Als Beispiel siehst du meine Signatur unten, die automatisch unter jedem meiner Beiträge erscheint:

VG
Jens
https://de.myprostate.eu/?req=user&id=916&page=data

Ende.

----------


## Andyw204

Ich habe es versucht! Mach morgen nochmals!

----------


## obelix

edit:

Lutz hat das richtig erklärt!!!

Auf der Seite myprostate  https://myprostate.eu/

oben links in das Suchfeld deinen Benutzernamen eingeben, Enter-Taste, dann sollte dein Name im "Suche nach" zu sehen sein. Suchen, Treffer wird unten angezeigt (deine Name), draufklicken und den jetzigen Link kopieren.

----------


## lutzi007

Hallo Andy,
Du musst bei myprostate nur Deine id-Nummer rausfinden, dann kannst Du den gleichen Link wie Jens benutzen, aber eben mit Deiner id-Nummer.
Einfach Dich selbst bei myprostate aufrufen, aber ohne Dich anzumelden. Dann bekommst Du in der Link-Adressleiste Deine id-Nummer zu Gesicht.
Gruß
Lutz

----------


## Andyw204

Ich versuche es nochmals Mit freundlichen Grüßen

----------


## W. Werner

Ich denke, Deine Verdopplungszeiten hast Du da komfortabel und übersichtlich gefunden - ohne "Gedöns".

----------


## Andyw204

Ja grüßt euch. Habe ja morgen nach ein Jahr meine PSA Messung beim Hausarzt. Letztes Jahr wurde nach mpMRT und Biopsie nichts gefunden. Bin am überlegen ob ich das mache. Wenn der vielleicht wieder etwas steigt geht das Prozedere wieder los. Man weiß bedeutet nie was richtig ist!

----------


## Unverwüstlicher

> Ja grüßt euch. Habe ja morgen nach ein Jahr meine PSA Messung beim Hausarzt. Letztes Jahr wurde nach mpMRT und Biopsie nichts gefunden. Bin am überlegen ob ich das mache. Wenn der vielleicht wieder etwas steigt geht das Prozedere wieder los. Man weiß bedeutet nie was richtig ist!


Hallo Andy,

immer noch tote Hose unter: https://myprostate.eu/?req=info

Vielleicht verrätst Du uns ja mal unter welchem Namen Du nun bei www.myprostate.eu Dich angemeldet hast.

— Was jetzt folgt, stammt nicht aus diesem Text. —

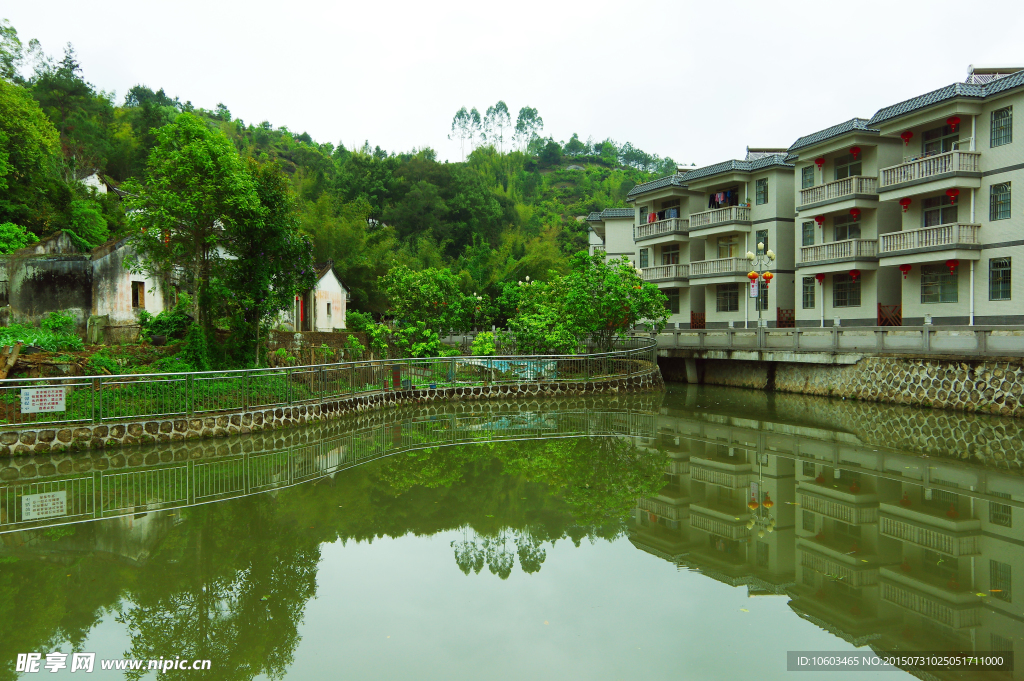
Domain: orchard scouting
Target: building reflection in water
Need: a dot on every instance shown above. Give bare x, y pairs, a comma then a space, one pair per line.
882, 547
887, 531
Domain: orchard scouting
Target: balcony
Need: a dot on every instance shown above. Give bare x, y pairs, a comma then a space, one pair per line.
720, 266
953, 614
666, 272
854, 514
850, 249
941, 238
954, 538
848, 187
931, 167
720, 217
675, 225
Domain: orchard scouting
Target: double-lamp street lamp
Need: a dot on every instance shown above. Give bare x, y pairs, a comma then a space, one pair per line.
760, 273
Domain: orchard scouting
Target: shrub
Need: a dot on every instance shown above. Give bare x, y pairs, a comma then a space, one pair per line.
483, 344
13, 237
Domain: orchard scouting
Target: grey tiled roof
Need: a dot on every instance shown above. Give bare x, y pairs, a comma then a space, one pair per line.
742, 166
617, 212
610, 213
859, 124
668, 180
948, 92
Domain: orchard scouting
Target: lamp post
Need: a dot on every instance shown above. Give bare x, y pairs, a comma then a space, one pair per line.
761, 261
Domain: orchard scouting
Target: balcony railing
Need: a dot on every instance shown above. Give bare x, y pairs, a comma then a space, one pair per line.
841, 188
674, 224
850, 248
720, 216
666, 272
943, 235
930, 167
720, 477
839, 510
719, 266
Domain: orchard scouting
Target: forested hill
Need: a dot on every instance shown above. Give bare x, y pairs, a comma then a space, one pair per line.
498, 216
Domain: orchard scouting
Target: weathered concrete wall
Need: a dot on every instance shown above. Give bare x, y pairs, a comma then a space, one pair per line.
44, 439
990, 386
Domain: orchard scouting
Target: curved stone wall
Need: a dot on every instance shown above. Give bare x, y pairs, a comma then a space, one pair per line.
43, 438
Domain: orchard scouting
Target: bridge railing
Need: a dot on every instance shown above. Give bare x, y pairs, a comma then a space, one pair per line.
98, 399
926, 339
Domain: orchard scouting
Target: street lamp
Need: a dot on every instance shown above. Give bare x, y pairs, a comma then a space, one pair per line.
761, 261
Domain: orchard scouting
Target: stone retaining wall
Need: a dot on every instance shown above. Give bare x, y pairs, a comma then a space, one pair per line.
44, 438
989, 386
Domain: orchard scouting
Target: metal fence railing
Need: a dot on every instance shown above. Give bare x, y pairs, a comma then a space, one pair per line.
97, 399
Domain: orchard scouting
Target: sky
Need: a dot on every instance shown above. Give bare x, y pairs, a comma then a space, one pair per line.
697, 82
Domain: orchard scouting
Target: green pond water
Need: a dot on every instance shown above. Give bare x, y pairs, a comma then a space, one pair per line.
581, 539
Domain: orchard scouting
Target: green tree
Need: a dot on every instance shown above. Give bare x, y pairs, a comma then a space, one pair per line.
527, 126
196, 188
13, 237
268, 260
29, 146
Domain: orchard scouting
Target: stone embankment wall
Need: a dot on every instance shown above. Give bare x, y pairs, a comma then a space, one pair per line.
43, 438
991, 386
53, 463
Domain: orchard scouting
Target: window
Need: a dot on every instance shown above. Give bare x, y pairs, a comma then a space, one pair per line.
138, 295
998, 202
807, 177
846, 226
673, 304
761, 188
1001, 127
670, 254
807, 230
1000, 514
728, 247
937, 285
763, 554
808, 291
846, 292
727, 297
998, 580
998, 279
762, 236
846, 166
939, 210
939, 140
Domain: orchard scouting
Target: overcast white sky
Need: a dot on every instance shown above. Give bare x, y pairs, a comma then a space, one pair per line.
694, 81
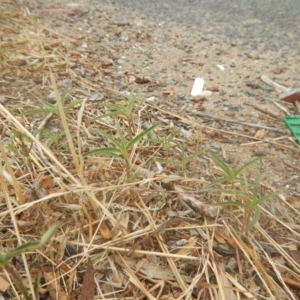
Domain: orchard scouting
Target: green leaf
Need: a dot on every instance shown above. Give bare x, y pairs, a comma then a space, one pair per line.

Dann helfe ich Dir, den passenden Link für Dich zu präsentieren.

Gruß Harald

----------


## Andyw204

Mach ich Harald

----------


## Unverwüstlicher

Dein Name bei www.myprostate.eu ist also Wolf48

Werner hat das herausgefunden:

https://forum.prostatakrebs-bps.de/s...532#post131532

Dann solltest Du das:

https://myprostate.eu/?req=user&id=273

kopieren und dann hast Du es.

Gruß Harald

----------


## W. Werner

> Dein Name bei www.myprostate.eu ist also Wolf48


Ne, Unverwüstlicher - das ist *mein* account bei myprostate.eu!

----------


## Andyw204

Ich kann mich da nicht mal anmelden wenn ich dort anklicke

----------


## Unverwüstlicher

> Ne, Unverwüstlicher - das ist *mein* account bei myprostate.eu!



Lieber (wohl Wolfgang),

es tut mir leid.  Aber das* w* hinter Andy ließ mich vermuten, dass das richtig wäre. Ich entschuldige mich für das Versehen.

Bleib gesund!! 

Und dem Andyw204 wünsche ich eine tüchtige Frau, die das vielleicht auf die Reihe bekommt.

Gruß Harald

----------


## Andyw204

Ja das stimmt Harald ich kann mich da nicht mal neu regestrieren Bekomme das nicht mal geöffnet

----------


## lutzi007

> Ich kann mich da nicht mal anmelden wenn ich dort anklicke


Hallo Andy,

Du musst dich bei myprostate erst mal registrieren, damit du da einen Account hast. Dann kannst du dich da auch anmelden und deine Daten eintragen und Dir auch die PSA-Verdoppelungszeit anzeigen lassen.

Gruß
Lutz

----------


## lutzi007

Hallo Andy,

Du hast Recht. Irgendwas ist da faul bei myprostate. Ich kann mich da jetzt auch gar nicht mehr anmelden. 
Die scheinen da Probleme mit der Website zu haben.
Vielleicht geht es ja bald wieder?

Gruß
Lutz

----------


## W. Werner

> es tut mir leid


 No prob!

p. s.: Die links zu myprostate funktionieren, nur das Einloggen (und damit natürlich auch das Eintragen von Daten) "funzt" nicht mehr.

----------


## Andyw204

So Harald , es ist mir gelungen bei my prostata eu anzumelden:Andyw204
Mußte erst ein Bericht schreiben das ich sichtbar bin

----------


## Unverwüstlicher

> So Harald , es ist mir gelungen bei my prostata eu anzumelden:Andyw204
> Mußte erst ein Bericht schreiben das ich sichtbar bin



Leider, Andyw204, ist es Dir noch nicht gelungen, Dich richtig zu registrieren!!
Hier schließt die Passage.